They seemed two blocks of ice beneath the sun,
For down their faces ran such woeful tears.
They tried to speak, but only sobs would come,
But finally, Iroldo’s voice appears:
“What grieves me most is that what I have done
Has brought such pain to thee, my love, my dear.
For nothing hath the power to be a spite
To me, which is to thee a sweet delight.

“But thou art well aware, my love, my all,
For thou such wisdom hast and such discretion,
That if once Love to Jealousy should fall,
The world knows not a more intensive passion.
This misadventure grieves me more than gall,
For our unhappiness myself have fashioned.
‘Twas I and I alone who made thee swear;
‘Tis I alone deserve the pain to bear.

“’Tis I alone who ought to be in pain,
Who did induce thee to thy woeful plight.
But still, I beg thee, as thou bliss wouldst gain,
And by the love which gave me once delight,
That thou wilt keep thine honor without stain,
And let Prasildo with reward be dight
For his great enterprise and perils vast,
Which at thy bidding he has overpassed.

“But please, oh, grant it not till I am dead,
For I am sure I shall not last the day.
Let Fortune heap up wrongs upon my head
But never living shall I see thee stray
And down in Hell I shall be comfortéd,
Knowing I made thee happy for a day;
But when I know thou art no longer mine,
Though I be dead, I’ll die a second time.”

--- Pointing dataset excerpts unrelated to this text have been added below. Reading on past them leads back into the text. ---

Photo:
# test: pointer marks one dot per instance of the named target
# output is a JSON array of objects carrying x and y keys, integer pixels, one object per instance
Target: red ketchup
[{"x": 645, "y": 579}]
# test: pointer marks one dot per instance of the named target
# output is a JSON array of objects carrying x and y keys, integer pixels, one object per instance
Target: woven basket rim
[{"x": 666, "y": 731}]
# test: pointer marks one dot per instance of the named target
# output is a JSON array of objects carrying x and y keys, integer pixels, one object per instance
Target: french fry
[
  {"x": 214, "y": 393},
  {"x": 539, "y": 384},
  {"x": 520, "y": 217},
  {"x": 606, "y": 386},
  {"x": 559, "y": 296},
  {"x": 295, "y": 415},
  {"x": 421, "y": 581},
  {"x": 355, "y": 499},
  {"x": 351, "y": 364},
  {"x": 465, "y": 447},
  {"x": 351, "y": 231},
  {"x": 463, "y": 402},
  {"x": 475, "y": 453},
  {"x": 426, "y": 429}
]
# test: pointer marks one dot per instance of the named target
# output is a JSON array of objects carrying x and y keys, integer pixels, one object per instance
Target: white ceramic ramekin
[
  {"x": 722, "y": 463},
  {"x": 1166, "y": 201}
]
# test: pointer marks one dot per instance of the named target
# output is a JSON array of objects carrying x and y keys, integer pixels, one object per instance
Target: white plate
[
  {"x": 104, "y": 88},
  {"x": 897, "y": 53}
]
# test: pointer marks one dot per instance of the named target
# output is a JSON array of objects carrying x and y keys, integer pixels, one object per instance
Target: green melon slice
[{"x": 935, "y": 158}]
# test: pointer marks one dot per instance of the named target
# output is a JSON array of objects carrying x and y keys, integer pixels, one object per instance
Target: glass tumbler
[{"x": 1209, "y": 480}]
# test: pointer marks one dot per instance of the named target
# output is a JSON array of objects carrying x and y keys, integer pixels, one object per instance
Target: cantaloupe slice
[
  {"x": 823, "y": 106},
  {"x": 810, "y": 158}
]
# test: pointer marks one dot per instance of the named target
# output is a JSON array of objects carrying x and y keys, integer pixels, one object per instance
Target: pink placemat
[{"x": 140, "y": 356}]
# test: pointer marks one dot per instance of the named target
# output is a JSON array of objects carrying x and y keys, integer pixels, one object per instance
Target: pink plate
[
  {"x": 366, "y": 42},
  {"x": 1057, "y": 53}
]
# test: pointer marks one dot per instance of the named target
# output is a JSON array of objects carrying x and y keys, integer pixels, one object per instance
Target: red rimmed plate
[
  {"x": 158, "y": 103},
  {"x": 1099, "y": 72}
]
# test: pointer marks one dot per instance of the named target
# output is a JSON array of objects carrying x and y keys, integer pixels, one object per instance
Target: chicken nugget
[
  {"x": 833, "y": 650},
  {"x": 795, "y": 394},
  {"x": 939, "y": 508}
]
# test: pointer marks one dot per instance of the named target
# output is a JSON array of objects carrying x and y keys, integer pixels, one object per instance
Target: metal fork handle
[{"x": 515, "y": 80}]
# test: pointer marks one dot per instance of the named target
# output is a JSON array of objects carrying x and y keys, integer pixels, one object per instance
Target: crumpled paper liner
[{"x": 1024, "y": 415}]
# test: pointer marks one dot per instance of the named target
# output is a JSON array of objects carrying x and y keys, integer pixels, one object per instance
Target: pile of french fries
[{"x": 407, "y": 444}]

He would have ‘plained his sorrow even more,
But his voice broke, he was so much distressed;
He stands insensible, and stunned, so sore
His grief; his heart beat high within his chest.
And fair Tisbina no less sorrow bore.
Woe of all color did her face divest.
But, turning now to look upon her love,
She spoke, as soft and gentle as a dove:

“Thinkest thou, such a fickle heart is mine,
That I could live without thee anywhere?
And what hath happened to that love of thine,
Of which so often thou wast wont to swear,
That if you hadst a heaven, or all nine,
Thou couldst not stand to live without me there?
And now thou thinkest thou wilt live in Hell,
And leave me wretched upon Earth to dwell?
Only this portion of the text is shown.